- Born: August 16, 1950 (age 75) United States
- Occupation: Photographer
- Children: Tymara Kennedy, Jesse William Kennedy

= David Michael Kennedy =

American photographer

 David Michael Kennedy (born August 16, 1950) is a photographer living and working in New Mexico. His career spans more than 50 years and includes an 18-year stint in New York City where he was known as a specialist in photography for the advertising and music industries, producing album covers and editorial spreads for artists that include Muddy Waters, Bruce Springsteen, Loverboy, Blondie and Bob Dylan.
Although he has won numerous awards for his photography, he stated in early 2010 that he had not entered competitions since 1992.

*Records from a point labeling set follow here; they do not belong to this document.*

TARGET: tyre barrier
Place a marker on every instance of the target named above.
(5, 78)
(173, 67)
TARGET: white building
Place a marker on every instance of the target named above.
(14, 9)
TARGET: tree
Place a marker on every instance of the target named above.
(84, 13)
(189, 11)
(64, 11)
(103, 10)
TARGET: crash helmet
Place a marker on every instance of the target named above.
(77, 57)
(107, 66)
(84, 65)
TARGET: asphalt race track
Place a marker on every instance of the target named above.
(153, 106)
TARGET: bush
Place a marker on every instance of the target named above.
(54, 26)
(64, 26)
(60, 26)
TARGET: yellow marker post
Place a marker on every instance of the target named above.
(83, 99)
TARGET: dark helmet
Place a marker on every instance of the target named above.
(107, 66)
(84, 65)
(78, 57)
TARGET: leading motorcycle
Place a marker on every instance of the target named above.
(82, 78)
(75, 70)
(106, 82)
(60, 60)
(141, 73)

In 1986 Kennedy moved to northern New Mexico and began documenting the Western landscape and Native American culture, and became involved in Native American causes. His photographs of Native Americans and their culture have been exhibited worldwide, William Zimmer writes that "the respectful Indian pictures bring to light aspects of [Native American] culture that are often hidden".
Kennedy's works are held in many private and museum collections, including The National Portrait Gallery, The Smithsonian Institution, The New Mexico History Museum, The Wittliff Collections, The Southwestern & Mexican Photography Collection of Texas State University and The Harwood Museum of Taos, NM.